The Deep State Club

The “Deep State” is the clandestine government, the real government, made up of hidden or covert networks of power operating independently of a nation’s political leadership, in pursuit of their own agenda and goals. These are the people who really run things. No one’s vote really matters – or these are the apolitical bureaucrats who keep everything running smoothly because they know how things work and make sure things do work. They’re not evil. They’re the worker bees. They assure continuity and stability. The bills get paid. Laws are enforced. Treaty obligations are met. The government meets all of its obligations. The boring stuff gets done. That’s about it – but Donald Trump sees the FBI and CIA and NSA and all the rest as the “Deep State” that’s out to get him – those out to run things their way, not his. That angers him. That angers his base. Everyone else sees something else – quite ordinary people who know how the government works keeping the government working. That’s just basic maintenance. Or it’s a vast conspiracy. Who is to say?

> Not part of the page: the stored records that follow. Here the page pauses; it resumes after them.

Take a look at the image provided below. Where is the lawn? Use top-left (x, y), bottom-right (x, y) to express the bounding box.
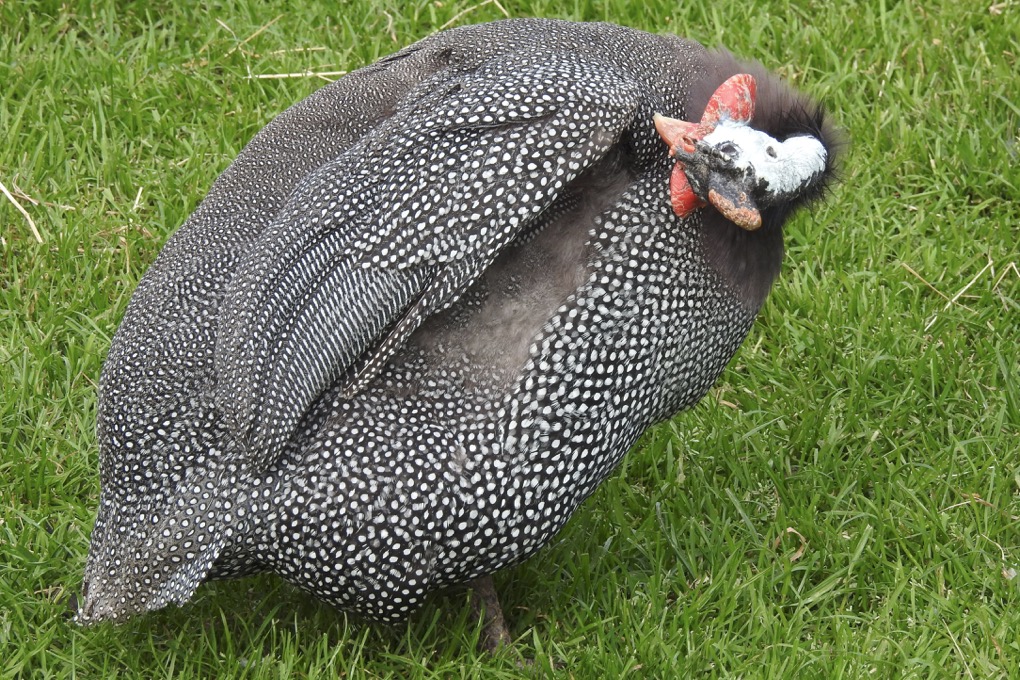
top-left (0, 0), bottom-right (1020, 678)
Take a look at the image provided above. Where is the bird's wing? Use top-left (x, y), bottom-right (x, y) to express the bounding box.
top-left (215, 53), bottom-right (651, 469)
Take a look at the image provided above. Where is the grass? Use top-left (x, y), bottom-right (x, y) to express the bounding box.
top-left (0, 0), bottom-right (1020, 678)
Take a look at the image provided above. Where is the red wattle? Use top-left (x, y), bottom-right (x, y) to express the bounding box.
top-left (669, 163), bottom-right (705, 217)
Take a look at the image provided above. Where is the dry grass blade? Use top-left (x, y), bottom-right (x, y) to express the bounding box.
top-left (0, 181), bottom-right (43, 243)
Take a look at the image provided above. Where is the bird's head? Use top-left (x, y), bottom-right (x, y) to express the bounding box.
top-left (655, 73), bottom-right (829, 231)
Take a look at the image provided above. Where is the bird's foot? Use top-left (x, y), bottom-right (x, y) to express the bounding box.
top-left (470, 576), bottom-right (510, 653)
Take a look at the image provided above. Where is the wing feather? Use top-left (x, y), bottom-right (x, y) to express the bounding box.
top-left (215, 52), bottom-right (642, 468)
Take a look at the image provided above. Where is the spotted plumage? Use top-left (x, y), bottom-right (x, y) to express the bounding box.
top-left (79, 20), bottom-right (832, 623)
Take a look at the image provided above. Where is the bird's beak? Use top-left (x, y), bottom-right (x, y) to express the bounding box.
top-left (673, 140), bottom-right (762, 231)
top-left (708, 178), bottom-right (762, 231)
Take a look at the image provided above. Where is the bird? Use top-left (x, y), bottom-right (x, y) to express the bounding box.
top-left (77, 18), bottom-right (840, 648)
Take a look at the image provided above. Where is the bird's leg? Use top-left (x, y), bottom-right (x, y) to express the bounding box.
top-left (470, 576), bottom-right (510, 652)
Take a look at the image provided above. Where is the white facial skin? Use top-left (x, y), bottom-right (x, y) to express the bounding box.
top-left (704, 120), bottom-right (826, 196)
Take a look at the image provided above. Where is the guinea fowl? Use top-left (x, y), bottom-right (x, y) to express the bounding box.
top-left (78, 19), bottom-right (833, 644)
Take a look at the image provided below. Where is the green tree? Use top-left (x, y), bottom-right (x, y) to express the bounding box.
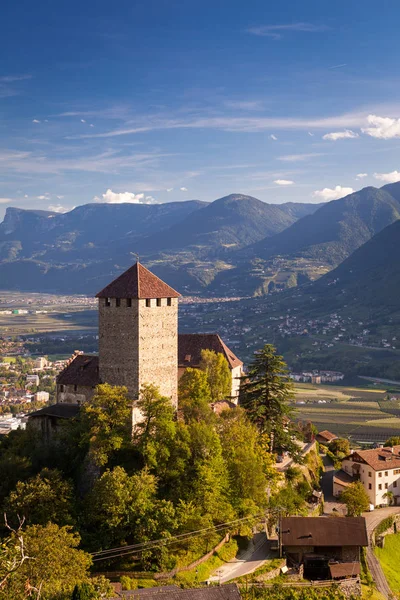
top-left (4, 469), bottom-right (74, 526)
top-left (134, 385), bottom-right (177, 477)
top-left (81, 383), bottom-right (132, 466)
top-left (200, 350), bottom-right (232, 402)
top-left (340, 481), bottom-right (369, 517)
top-left (384, 435), bottom-right (400, 448)
top-left (240, 344), bottom-right (299, 459)
top-left (217, 408), bottom-right (267, 517)
top-left (0, 523), bottom-right (92, 600)
top-left (178, 367), bottom-right (212, 423)
top-left (329, 438), bottom-right (350, 458)
top-left (85, 467), bottom-right (175, 547)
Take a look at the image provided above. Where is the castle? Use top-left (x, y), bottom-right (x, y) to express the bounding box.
top-left (30, 262), bottom-right (243, 430)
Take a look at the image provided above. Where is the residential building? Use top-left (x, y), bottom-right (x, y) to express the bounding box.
top-left (26, 375), bottom-right (40, 385)
top-left (315, 429), bottom-right (338, 445)
top-left (28, 263), bottom-right (243, 432)
top-left (333, 446), bottom-right (400, 506)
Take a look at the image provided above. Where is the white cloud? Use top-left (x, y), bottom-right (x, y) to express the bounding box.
top-left (278, 152), bottom-right (324, 162)
top-left (0, 75), bottom-right (32, 83)
top-left (274, 179), bottom-right (294, 185)
top-left (93, 189), bottom-right (155, 204)
top-left (47, 204), bottom-right (70, 213)
top-left (374, 171), bottom-right (400, 183)
top-left (313, 185), bottom-right (354, 201)
top-left (247, 22), bottom-right (328, 40)
top-left (361, 115), bottom-right (400, 140)
top-left (322, 129), bottom-right (359, 142)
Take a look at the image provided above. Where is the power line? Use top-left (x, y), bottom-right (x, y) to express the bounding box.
top-left (91, 514), bottom-right (265, 562)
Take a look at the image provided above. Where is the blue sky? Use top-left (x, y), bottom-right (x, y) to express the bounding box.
top-left (0, 0), bottom-right (400, 218)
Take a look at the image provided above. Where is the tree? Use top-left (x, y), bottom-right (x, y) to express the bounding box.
top-left (240, 344), bottom-right (299, 458)
top-left (384, 435), bottom-right (400, 448)
top-left (329, 438), bottom-right (350, 458)
top-left (218, 408), bottom-right (267, 517)
top-left (340, 481), bottom-right (369, 517)
top-left (0, 523), bottom-right (92, 600)
top-left (382, 490), bottom-right (394, 506)
top-left (4, 469), bottom-right (73, 526)
top-left (134, 385), bottom-right (176, 477)
top-left (200, 350), bottom-right (232, 402)
top-left (178, 367), bottom-right (212, 423)
top-left (81, 383), bottom-right (132, 466)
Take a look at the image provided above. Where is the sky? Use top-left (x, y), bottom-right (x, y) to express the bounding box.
top-left (0, 0), bottom-right (400, 219)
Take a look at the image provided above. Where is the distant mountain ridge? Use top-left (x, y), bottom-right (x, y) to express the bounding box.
top-left (0, 194), bottom-right (318, 293)
top-left (212, 183), bottom-right (400, 295)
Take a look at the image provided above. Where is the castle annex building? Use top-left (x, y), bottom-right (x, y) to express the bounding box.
top-left (52, 262), bottom-right (243, 414)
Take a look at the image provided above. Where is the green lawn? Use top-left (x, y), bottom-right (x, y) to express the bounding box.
top-left (375, 533), bottom-right (400, 594)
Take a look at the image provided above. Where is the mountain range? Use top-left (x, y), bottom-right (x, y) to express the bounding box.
top-left (0, 183), bottom-right (400, 296)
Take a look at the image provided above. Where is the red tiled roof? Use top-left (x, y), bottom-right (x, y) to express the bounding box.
top-left (178, 333), bottom-right (243, 369)
top-left (57, 354), bottom-right (100, 387)
top-left (346, 446), bottom-right (400, 471)
top-left (317, 429), bottom-right (337, 442)
top-left (96, 263), bottom-right (180, 298)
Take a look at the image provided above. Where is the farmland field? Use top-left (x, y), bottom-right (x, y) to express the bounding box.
top-left (296, 401), bottom-right (400, 442)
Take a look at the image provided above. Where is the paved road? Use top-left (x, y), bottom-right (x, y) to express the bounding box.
top-left (208, 532), bottom-right (276, 583)
top-left (364, 506), bottom-right (400, 598)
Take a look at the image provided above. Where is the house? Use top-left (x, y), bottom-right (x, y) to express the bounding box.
top-left (28, 262), bottom-right (243, 430)
top-left (333, 446), bottom-right (400, 506)
top-left (315, 429), bottom-right (338, 445)
top-left (178, 333), bottom-right (243, 403)
top-left (279, 517), bottom-right (368, 580)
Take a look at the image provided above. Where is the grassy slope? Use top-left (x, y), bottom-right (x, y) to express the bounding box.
top-left (375, 533), bottom-right (400, 594)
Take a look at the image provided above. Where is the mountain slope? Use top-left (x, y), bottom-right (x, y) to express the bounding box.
top-left (213, 183), bottom-right (400, 295)
top-left (0, 194), bottom-right (317, 294)
top-left (136, 194), bottom-right (304, 253)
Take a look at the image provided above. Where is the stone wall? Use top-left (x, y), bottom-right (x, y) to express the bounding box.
top-left (57, 384), bottom-right (94, 404)
top-left (99, 298), bottom-right (178, 407)
top-left (99, 298), bottom-right (139, 398)
top-left (139, 298), bottom-right (178, 408)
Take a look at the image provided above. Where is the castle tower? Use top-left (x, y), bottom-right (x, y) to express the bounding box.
top-left (96, 262), bottom-right (180, 406)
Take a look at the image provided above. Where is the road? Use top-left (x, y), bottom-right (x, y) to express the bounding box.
top-left (208, 532), bottom-right (276, 583)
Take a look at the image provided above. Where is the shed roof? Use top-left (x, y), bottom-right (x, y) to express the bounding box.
top-left (27, 403), bottom-right (80, 419)
top-left (96, 262), bottom-right (180, 298)
top-left (120, 583), bottom-right (241, 600)
top-left (57, 354), bottom-right (100, 387)
top-left (178, 333), bottom-right (243, 369)
top-left (282, 517), bottom-right (368, 546)
top-left (329, 561), bottom-right (361, 579)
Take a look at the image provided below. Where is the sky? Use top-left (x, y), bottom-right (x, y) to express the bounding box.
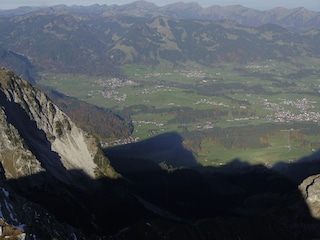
top-left (0, 0), bottom-right (320, 12)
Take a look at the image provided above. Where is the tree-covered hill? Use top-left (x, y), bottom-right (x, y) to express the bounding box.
top-left (0, 8), bottom-right (320, 76)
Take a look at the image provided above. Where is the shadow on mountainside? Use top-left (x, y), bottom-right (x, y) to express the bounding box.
top-left (6, 131), bottom-right (320, 240)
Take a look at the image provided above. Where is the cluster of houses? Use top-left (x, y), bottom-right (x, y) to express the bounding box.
top-left (263, 98), bottom-right (320, 122)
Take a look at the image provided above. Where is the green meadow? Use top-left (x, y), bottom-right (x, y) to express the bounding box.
top-left (40, 59), bottom-right (320, 165)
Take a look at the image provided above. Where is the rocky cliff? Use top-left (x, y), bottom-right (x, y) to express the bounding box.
top-left (0, 65), bottom-right (117, 184)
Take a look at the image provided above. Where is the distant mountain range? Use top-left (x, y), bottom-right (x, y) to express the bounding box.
top-left (0, 1), bottom-right (320, 76)
top-left (0, 1), bottom-right (320, 31)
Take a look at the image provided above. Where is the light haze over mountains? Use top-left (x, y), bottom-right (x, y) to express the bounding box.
top-left (0, 0), bottom-right (320, 11)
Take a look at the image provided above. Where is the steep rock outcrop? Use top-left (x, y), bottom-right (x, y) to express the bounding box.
top-left (0, 68), bottom-right (119, 184)
top-left (299, 174), bottom-right (320, 219)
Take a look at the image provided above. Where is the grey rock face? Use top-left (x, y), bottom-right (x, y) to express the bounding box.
top-left (0, 68), bottom-right (118, 184)
top-left (299, 175), bottom-right (320, 219)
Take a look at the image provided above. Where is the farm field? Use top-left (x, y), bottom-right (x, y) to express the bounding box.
top-left (40, 59), bottom-right (320, 166)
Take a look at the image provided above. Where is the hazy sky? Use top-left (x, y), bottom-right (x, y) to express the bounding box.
top-left (0, 0), bottom-right (320, 11)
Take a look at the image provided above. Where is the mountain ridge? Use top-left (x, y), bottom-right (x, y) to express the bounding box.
top-left (0, 9), bottom-right (320, 77)
top-left (0, 1), bottom-right (320, 31)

The issue never came up before the Trump presidency. There’s a reason for that. Donald Trump had never held political office before. His grasp of how our government (or any government) works was a few steps below rudimentary. Of course he sees a vast conspiracy. Others see what the government does is kind of boring, but necessary, and usually useful. A national air-traffic control system is useful, and the FBI does do the tedious work of tracking down and grabbing the bad guys, and the CIA and NSA keep an eye on what’s really going on in the world. No one is out to “get” Donald Trump – but there are those who don’t believe that at all. There must be a Deep State. Why else is Donald Trump having so much trouble? It can’t be him. It’s them.

Of course the Deep State has a club:

The Alfalfa Club is a social club that exists only to hold an annual black tie banquet on the last Saturday of January at the Capital Hilton in Washington D.C., with an after-party at a local restaurant. The banquet, which lasts four hours, features music by the United States Marine Band as well as a political roast. There are approximately 200 members of the club, all of them influential politicians and business executives. The club has an invitation system; members are required to be invited to join. Several Presidents of the United States have been members of the club. The press is not allowed to attend the banquet.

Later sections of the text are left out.